Le carnage de la prison de Berrouaghia (Novembre 1994)
Dossier Le Carnage de la prison de Berrouaghia
Témoignage d’un survivant
B. Abdelkader*, Observatoire des droits humains en Algérie (ODHA), 2 avril 2005
Auparavant j’ai fait le médiateur avec Azzoug Kheirreddine en contact avec le chef du groupement de gendarmerie et en présence du wali de Médéa.
Il nous a été demandé de quitter le bloc, un petit immeuble de deux étages comprenant 85 cellules et le quartier n° 10 (cellules isolées) réservé aux condamnés à mort.
La médiation a commencé à 17 heures et s’est achevée vers 20 heures. Sans garanties, nous refusions de quitter le bloc. Le procureur avait promis qu’une fois dehors, les détenus ne seraient pas touchés.
Le chef de la gendarmerie avait dit que l’affaire serait réglée le matin.
14 novembre 1994
Vers 8 heures du matin, ils ont installé leurs armes à des endroits précis et ont commencé à tirer. Des tireurs d’élite ont également pris part à cette tuerie. Ensuite des grenades ont été lancées dans les cellules. Ils ont jeté de l’essence dans une salle et ont allumé le feu. Il y a eu des corps calcinés.
Ceux qui ont pu échapper au feu ont été achevés à leur sortie (Abdelaziz, Saïd, Abdelali de Diar El Djemaa, Abdelali de la cité d’Urgence). Youcef a été achevé en le brûlant par le feu.
Le procureur général demandait le cessez-le-feu, le commandant de gendarmerie n’a pas apprécié cet appel au cessez-le-feu et a commencé à gesticuler et la fusillade a continué.
15 novembre 1994
Une offensive a eue lieu vers 7 h 30 – 8 heures du matin. Ils avaient placé auparavant leur FMPK. Des tireurs étaient postés avec des kalachnikovs, des tireurs d’élite à chaque fenêtre et avaient bouclé toutes les issues. La fusillade a commencé alors et a duré toute la matinée avec une trêve en milieu de matinée.

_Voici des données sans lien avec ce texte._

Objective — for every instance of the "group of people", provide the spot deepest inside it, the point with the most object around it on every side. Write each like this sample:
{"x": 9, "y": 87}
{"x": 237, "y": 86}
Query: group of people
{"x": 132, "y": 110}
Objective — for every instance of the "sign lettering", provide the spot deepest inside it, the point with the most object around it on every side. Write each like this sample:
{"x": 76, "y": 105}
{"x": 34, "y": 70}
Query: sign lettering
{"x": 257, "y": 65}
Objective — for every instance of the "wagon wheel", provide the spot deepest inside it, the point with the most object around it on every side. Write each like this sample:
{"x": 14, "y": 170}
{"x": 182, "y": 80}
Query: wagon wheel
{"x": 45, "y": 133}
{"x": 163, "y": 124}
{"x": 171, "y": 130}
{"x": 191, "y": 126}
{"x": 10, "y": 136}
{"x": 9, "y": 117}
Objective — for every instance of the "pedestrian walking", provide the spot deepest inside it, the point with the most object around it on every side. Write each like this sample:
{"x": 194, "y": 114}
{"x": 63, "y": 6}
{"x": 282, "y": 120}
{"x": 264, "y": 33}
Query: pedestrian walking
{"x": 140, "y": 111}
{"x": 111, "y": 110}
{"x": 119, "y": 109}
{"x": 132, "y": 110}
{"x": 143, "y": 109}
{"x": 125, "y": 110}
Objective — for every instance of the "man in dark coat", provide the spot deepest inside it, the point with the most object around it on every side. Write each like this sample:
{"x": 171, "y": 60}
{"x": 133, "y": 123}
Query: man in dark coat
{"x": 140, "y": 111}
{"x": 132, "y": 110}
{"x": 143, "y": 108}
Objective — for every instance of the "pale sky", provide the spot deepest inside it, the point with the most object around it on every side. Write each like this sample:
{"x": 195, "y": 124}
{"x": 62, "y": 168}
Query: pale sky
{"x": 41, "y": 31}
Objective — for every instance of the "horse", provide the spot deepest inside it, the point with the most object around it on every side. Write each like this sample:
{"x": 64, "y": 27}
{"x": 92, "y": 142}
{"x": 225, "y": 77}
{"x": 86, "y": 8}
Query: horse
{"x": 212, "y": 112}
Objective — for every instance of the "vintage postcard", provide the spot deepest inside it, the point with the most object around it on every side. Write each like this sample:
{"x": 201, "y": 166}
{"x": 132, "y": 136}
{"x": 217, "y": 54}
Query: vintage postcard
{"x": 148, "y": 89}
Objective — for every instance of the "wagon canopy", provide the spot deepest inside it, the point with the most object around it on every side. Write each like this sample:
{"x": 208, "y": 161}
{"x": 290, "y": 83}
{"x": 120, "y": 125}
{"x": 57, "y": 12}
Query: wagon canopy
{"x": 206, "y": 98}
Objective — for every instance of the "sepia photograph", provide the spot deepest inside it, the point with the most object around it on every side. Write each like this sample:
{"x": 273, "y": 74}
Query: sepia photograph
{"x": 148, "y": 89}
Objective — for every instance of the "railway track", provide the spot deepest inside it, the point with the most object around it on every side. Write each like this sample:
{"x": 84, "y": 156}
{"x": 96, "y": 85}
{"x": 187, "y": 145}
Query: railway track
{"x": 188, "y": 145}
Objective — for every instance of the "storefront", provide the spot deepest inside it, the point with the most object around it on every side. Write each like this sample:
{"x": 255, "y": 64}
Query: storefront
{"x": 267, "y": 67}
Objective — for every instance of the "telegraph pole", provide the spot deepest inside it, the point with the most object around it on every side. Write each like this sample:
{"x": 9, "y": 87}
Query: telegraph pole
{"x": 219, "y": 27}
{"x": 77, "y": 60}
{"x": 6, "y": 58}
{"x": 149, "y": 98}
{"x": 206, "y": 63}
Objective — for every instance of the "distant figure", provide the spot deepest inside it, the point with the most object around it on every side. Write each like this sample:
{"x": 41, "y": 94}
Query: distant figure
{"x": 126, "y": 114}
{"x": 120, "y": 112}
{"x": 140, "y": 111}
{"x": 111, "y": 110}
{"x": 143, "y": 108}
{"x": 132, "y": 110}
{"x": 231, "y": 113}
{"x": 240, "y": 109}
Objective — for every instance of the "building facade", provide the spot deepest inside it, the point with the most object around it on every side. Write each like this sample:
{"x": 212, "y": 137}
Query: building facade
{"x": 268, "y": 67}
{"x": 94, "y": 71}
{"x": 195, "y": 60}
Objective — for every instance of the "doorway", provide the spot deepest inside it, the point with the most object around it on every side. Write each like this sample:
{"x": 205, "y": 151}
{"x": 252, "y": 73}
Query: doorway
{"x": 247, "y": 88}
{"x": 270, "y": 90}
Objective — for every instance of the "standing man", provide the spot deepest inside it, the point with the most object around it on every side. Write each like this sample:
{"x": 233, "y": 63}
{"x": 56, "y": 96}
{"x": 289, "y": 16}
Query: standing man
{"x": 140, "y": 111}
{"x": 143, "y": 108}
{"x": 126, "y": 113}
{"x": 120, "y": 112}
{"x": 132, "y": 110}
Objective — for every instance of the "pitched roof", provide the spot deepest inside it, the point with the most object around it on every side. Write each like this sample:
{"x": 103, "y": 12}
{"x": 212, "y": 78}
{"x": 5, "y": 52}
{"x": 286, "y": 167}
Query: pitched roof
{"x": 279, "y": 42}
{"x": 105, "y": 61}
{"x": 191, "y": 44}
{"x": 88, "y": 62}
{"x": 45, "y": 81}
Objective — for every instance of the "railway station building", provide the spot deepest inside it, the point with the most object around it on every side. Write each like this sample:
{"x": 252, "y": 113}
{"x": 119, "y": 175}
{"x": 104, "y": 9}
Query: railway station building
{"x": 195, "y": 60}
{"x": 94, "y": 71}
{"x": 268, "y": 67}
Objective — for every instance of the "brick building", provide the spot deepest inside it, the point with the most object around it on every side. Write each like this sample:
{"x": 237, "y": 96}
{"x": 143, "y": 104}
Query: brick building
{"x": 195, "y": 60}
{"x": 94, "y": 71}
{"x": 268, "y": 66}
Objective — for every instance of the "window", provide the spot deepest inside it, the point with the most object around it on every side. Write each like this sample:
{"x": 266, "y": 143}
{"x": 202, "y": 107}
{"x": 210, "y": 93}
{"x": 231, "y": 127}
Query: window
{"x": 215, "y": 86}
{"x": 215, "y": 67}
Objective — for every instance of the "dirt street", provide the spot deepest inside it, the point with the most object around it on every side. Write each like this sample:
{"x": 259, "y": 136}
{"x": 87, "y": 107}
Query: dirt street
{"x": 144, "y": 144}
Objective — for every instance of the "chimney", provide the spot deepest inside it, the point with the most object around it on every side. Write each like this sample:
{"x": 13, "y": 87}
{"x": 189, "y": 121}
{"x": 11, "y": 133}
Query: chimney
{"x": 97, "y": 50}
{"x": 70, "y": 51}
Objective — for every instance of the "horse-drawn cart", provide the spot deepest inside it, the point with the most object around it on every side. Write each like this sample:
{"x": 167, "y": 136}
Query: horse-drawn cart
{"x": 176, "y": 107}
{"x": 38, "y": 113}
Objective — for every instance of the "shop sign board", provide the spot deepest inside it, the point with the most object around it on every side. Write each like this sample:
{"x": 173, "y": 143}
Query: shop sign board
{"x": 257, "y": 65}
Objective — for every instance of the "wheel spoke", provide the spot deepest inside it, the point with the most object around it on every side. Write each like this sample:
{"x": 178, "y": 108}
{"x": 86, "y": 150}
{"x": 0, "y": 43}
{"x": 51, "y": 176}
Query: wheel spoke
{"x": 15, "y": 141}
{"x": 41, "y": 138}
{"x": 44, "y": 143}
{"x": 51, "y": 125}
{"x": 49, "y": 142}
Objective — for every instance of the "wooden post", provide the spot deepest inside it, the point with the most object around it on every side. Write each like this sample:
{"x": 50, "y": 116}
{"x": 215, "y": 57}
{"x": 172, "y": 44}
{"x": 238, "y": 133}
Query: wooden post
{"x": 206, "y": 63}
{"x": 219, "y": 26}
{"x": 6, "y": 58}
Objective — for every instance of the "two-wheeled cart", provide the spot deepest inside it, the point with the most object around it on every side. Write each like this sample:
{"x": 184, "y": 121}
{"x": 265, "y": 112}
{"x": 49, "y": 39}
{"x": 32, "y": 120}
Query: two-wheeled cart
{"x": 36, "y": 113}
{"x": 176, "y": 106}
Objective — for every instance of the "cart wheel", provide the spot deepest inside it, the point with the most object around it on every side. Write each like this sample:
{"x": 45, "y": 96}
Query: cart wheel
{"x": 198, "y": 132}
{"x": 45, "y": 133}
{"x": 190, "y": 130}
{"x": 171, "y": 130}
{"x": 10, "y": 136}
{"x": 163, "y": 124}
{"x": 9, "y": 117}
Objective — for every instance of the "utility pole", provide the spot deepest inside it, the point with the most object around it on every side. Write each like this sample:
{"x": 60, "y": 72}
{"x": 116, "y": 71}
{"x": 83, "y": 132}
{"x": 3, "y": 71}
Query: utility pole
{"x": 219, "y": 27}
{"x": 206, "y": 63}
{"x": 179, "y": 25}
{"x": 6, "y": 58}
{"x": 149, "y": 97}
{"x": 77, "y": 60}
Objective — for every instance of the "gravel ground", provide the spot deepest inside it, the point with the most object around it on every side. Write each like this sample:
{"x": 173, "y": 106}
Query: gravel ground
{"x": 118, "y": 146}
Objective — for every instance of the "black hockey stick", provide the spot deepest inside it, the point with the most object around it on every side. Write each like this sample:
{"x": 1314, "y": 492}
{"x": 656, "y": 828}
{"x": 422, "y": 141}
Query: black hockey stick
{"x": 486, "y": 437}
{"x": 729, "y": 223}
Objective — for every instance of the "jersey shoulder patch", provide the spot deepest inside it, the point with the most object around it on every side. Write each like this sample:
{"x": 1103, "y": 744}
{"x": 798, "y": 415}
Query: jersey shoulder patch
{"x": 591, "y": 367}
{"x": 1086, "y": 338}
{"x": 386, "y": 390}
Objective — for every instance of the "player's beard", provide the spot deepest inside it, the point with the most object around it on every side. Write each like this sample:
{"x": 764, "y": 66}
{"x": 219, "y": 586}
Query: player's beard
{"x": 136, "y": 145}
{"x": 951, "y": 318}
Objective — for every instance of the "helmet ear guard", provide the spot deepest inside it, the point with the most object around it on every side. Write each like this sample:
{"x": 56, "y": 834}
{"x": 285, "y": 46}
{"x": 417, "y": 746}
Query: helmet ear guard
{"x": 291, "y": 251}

Quelques détenus étaient restés dans la salle « A » parmi les morts et les blessés Par la suite, les gendarmes ont ramené un détenu de droit commun pour casser à l’aide d’une massue le mur mitoyen séparant une cellule de la salle A.
Ils ont réalisé un trou par lequel ils ont lancé des grenades défensives (40 unités). Ils ont apporté de l’essence d’une station proche de la prison en utilisant l’ambulance de la prison pour son transport. Mazouz, chef de détention a été chargé de ramener l’essence dans cette ambulance en compagnie du chauffeur du véhicule. Les gendarmes ont déversé l’essence par le trou et mis le feu. Les prisonniers encore en vie qui ont commencé à éteindre le feu étaient la cible des tireurs d’élite. La propagation du feu a obligé les prisonniers à fuir. Les blessés par balles et les morts ont été calcinés par le feu.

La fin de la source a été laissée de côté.